We live in a funny world. Many people, myself included, use things more than is necessary. White sugar, caffeine, hand sanitizer, and words.
We are taught that practicing affirmations is beneficial and that we can influence the future by the power of attraction as long as we clearly say what we want in word form.
These things are great.
But how often are we taking the time to truly feel the words we speak?
I think about gratitude a whole lot. I think about the things I am grateful for before I go to bed and I wake up thinking about being grateful. The word itself is like my mind’s coziest sweater in its little repertoire of favorite outfits. But the other day, I took a whole few minutes and just closed my eyes and tried to feel grateful.
I learned quickly that there is a difference between feeling the gratitude that hits me after a near-miss car accident and the gratitude I feel as I go to sleep each night while saying the words in a semi-rush as dreams rush in. I don’t always feel the words I speak, even when I think I do.

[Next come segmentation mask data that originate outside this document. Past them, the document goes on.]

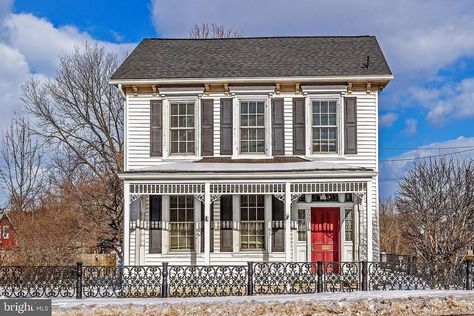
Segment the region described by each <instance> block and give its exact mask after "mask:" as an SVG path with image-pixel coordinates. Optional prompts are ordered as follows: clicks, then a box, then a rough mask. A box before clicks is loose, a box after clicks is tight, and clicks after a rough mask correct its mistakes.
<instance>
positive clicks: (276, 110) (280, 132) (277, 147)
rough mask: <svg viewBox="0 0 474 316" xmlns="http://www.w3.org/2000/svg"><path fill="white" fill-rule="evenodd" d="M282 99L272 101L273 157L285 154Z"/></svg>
mask: <svg viewBox="0 0 474 316" xmlns="http://www.w3.org/2000/svg"><path fill="white" fill-rule="evenodd" d="M283 111H284V110H283V99H282V98H278V99H273V100H272V150H273V155H274V156H277V155H284V154H285V119H284V113H283Z"/></svg>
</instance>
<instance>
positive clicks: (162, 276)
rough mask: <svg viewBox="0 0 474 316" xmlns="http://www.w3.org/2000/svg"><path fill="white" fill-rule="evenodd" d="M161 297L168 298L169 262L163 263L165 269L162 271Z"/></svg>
mask: <svg viewBox="0 0 474 316" xmlns="http://www.w3.org/2000/svg"><path fill="white" fill-rule="evenodd" d="M161 277H162V282H161V297H164V298H166V297H168V262H163V267H162V271H161Z"/></svg>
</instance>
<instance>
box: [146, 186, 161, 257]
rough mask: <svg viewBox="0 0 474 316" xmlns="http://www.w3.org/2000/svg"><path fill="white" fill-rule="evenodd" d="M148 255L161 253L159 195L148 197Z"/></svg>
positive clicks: (160, 236) (160, 219) (160, 223)
mask: <svg viewBox="0 0 474 316" xmlns="http://www.w3.org/2000/svg"><path fill="white" fill-rule="evenodd" d="M149 217H150V237H149V238H150V253H161V221H162V209H161V195H150V214H149Z"/></svg>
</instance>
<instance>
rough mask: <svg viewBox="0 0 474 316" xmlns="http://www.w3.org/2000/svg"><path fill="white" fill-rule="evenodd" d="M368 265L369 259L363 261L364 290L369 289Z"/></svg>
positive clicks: (363, 290) (362, 262)
mask: <svg viewBox="0 0 474 316" xmlns="http://www.w3.org/2000/svg"><path fill="white" fill-rule="evenodd" d="M368 266H369V263H368V262H367V261H362V271H361V272H362V275H361V276H362V291H368V290H369V286H368V285H369V280H368Z"/></svg>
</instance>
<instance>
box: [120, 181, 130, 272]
mask: <svg viewBox="0 0 474 316" xmlns="http://www.w3.org/2000/svg"><path fill="white" fill-rule="evenodd" d="M123 194H124V196H123V201H124V210H123V211H124V212H123V241H122V244H123V254H122V255H123V264H124V265H126V266H128V265H130V185H129V184H128V183H124V185H123Z"/></svg>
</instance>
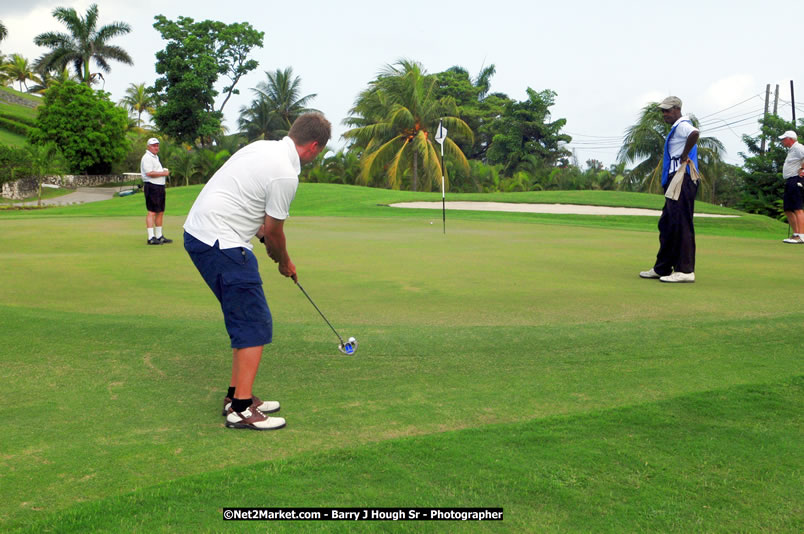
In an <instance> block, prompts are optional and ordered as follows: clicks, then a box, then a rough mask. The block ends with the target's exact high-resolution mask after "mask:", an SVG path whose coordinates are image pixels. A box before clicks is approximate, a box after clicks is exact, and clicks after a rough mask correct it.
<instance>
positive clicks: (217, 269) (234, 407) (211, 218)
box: [184, 113, 331, 430]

This matters. This matters a lot.
Why Meanings Matter
How can I manifest my reality if I’m using words without meanings? How can I write about some aspect of life when I am habitually and unconsciously feeling a shadow of it?
There are no magic words for moving things. In order to make any word magic, you have to feel it. You have to close your eyes and give it a whole minute of your time. Or find another way that works for you.
Some feelings happen on their own. You bump your head and feel angry, you see a familiar face and feel joy. You almost get sideswiped in your car and you feel grateful. But choosing to feel joy or choosing to feel grateful or choosing even to feel angry is something that is a little harder. It’s more than a word.
What Things Can Words Move?
Maybe words can be used to move objects. But I think that they are far more effective at moving mindstuffs. At moving feelings and thoughts; mental states and situations. By choosing to actually feel some of my words, maybe I’ll stand a greater chance at shifting a nasty mood or climbing out of a depressed state. Instead of convincing myself that I’ll be calm in a few hours, I can imagine the feeling of calmness now; cultivate it, allow it, embody it.
There is a really, really big difference between saying I feel happy and thinking about what those words mean. Maybe it’s not happy; maybe it’s elated, excited, jittery, confused. Maybe it’s even sad; I may feel happy because I’m sad that I have to leave.
Having an awareness of what we do actually feel can be great, and learning to make it go the other way around also seems useful. Choosing to feel grateful, gentle, generous, content. Choosing to feel your mental-state-of-choice for a few moments. Just not happy because really, what does that even mean.
What About Bad Feelings?
While I was flying from Austin to Connecticut a few days ago, something pretty cool happened. I was terribly scared. It had been years since I’d flown, and the idea of being thousands of feet in the air was rather terrifying. But the more I tried to push it away and feel “calm,” the more scared I got.
So I tried something new. I tried to feel as scared as I could. I invited the feeling in like an old and somewhat awkward or annoying friend. As I invited it, I looked at it from all angles; like glancing in that friend’s bag to see if they were bringing too many samurai swords or something. I let the feeling in, and in return, it stopped banging down my windows. It ceased to ring the doorbell and yell to make itself seem bigger than it was. It just came in, had some tea, and chilled out.
Letting the real feeling happen made me realize that the words of “ohmygodwearegoingtocrash” and “oh no oh no oh no oh no” really were just words. They weren’t real, and the situation wasn’t scary. In fact, once I really just got curious, that fear turned into elation and excitement that I was zooming thousands of feet in the air, staring at clouds and cities, living in the future that someone long ago would have only dreamed of.
The magic words for moving things weren’t just the words that were freaking me out, they were the words I told myself to remind myself that it was only words freaking me out, not any real thing. Confused yet? Welcome to my world.
Finding The Stuckness
Habits are sometimes pretty stifling. We get in physical and mental habits all the time. They turn into patterns of stuckness, which can be quite physical, as any massage therapist will tell you.
Maybe it would be fun to move objects with words, but maybe it would be even more fun to spot the mental objects and move those. The familiar sight of the sentence “I am not a good artist,” for instance. Maybe I can put it next to the curb with the power of words like a shabby couch that has ceased to serve a purpose. The big dresser of “Nobody will ever love me” sitting in the corner, rotting and stinking up the place. It’s time for it to go, I’d say. The repetitive thoughts or feelings that stick with us are just as in the way as an old item that is no longer useful or needed.
Do you have things that you would like to move with magic words? Are there magic words that you use already, such as affirmations or the power of attraction?
Do you think that it matters how long you feel the power of a word, such as gratitude or love? Do you think that you mean every word you say or write, and perhaps it’s only a select few people that say words without always meaning them, unintentionally?
I would love to hear your thoughts!
Also, I have been on a rather internetless trip for the past week, it will continue a bit longer, and I look forward to seeing what you all have been writing once I return!